Re: replication primary writting infinite number of WAL files

Adrian Klaver <adrian.klaver@xxxxxxxxxxx> · Fri, 24 Nov 2023 08:50:19 -0800

On 11/24/23 03:39, Les wrote:
Hello,
Yesterday, the primary server suddenly started 
writing to the pg_wal directory at a crazy pace, 1.5GB/sec, but 
sometimes it went up to over 3GB/sec. The pg_wal started fattening up 
and didn't stop until it ran out of disk space. It happened so fast that 
we didn't have time to react. We then stopped all applications 
(postgresql clients) because we thought one of them was causing the 
problem. 

The only exception is a sequence 
value that was moved millions of steps within a single minute.
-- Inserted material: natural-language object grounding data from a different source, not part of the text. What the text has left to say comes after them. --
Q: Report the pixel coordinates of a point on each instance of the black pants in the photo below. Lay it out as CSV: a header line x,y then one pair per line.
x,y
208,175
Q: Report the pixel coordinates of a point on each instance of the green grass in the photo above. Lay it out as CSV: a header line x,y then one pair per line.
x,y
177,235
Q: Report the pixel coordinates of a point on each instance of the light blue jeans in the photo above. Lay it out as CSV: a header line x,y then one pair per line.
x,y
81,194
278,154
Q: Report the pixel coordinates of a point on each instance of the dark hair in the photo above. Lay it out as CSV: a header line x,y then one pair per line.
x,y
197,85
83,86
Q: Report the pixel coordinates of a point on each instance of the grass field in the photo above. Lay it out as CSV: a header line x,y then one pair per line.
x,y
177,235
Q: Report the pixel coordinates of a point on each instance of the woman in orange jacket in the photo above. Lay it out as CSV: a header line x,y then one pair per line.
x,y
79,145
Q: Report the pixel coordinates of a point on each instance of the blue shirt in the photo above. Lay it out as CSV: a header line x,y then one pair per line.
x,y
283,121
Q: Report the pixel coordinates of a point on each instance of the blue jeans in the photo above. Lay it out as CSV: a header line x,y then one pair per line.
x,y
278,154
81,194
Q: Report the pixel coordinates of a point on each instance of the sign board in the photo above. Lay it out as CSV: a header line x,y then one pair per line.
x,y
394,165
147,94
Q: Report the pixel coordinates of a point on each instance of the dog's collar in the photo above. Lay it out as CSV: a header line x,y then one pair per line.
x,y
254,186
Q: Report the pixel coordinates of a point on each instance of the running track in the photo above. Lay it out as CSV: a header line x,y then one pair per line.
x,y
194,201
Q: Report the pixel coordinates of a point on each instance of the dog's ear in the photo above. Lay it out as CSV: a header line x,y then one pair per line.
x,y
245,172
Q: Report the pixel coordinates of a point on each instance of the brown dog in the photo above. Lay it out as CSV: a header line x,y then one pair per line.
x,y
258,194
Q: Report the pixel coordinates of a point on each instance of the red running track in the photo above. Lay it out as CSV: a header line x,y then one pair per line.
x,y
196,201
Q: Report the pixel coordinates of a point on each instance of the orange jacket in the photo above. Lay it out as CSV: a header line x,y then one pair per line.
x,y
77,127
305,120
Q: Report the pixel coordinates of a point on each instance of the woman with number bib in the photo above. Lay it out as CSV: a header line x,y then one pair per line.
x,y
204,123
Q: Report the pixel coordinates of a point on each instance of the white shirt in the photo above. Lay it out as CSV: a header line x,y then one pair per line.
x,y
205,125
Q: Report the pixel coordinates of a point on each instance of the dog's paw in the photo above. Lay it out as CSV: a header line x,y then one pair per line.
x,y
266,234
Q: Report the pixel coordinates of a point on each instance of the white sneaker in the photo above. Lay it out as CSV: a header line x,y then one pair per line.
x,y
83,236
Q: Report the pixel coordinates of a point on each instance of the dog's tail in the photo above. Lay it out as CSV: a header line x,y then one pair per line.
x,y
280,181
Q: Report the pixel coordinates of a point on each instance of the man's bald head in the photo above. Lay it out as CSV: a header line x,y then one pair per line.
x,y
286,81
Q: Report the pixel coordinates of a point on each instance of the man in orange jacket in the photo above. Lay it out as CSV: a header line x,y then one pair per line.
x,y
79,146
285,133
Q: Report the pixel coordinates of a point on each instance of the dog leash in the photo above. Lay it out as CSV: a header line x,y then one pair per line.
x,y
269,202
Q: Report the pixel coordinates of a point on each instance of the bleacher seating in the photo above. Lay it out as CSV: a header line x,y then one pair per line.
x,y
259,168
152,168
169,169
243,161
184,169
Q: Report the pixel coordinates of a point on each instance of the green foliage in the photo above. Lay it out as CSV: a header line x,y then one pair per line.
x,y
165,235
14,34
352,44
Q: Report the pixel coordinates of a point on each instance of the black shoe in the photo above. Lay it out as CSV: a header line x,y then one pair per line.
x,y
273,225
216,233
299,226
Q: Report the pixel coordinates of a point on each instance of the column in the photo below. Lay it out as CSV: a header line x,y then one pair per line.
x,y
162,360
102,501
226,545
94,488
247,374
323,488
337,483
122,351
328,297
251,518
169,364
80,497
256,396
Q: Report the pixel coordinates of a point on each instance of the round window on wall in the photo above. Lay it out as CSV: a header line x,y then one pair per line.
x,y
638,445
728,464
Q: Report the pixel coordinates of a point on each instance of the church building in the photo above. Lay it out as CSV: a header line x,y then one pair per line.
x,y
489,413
Of 

Did you determine this by looking at select * from some_seq?

This new instance worked for about 12 hours.  This morning, the 
error occurred again, in the same form. Based on our previous 
experience, we immediately deleted the standby and its replication slot, 
and the problem resolved itself (except that the standby had to be 
deleted again). Without rebooting or restarting anything else, the 
problem went away. I managed to save small part of the pg_wal before 
deleting the slot. We looked into this, we saw something like this:

Are the servers open to the world and if so have you explored whether 
there has been an intrusion?

Do you have logs that cover the period from when it transitioned from 
working normally to going haywire?

We looked at the PostgreSQL release history, and we see some bug fixes 
in version 14.7 that might have something to do with this:

https://www.postgresql.org/docs/release/14.7/ 
<https://www.postgresql.org/docs/release/14.7/>

 > Ignore invalidated logical-replication slots while determining oldest 
catalog xmin (Sirisha Chamarthi) A replication slot could prevent 
cleanup of dead tuples in the system catalogs even after it becomes 
invalidated due to exceeding max_slot_wal_keep_size. Thus, failure of a 
replication consumer could lead to indefinitely-large catalog bloat.

You are using repmgr which as I understand it uses streaming not logical 
replication.

Thank you,

    Laszlo

--
Adrian Klaver
adrian.klaver@xxxxxxxxxxx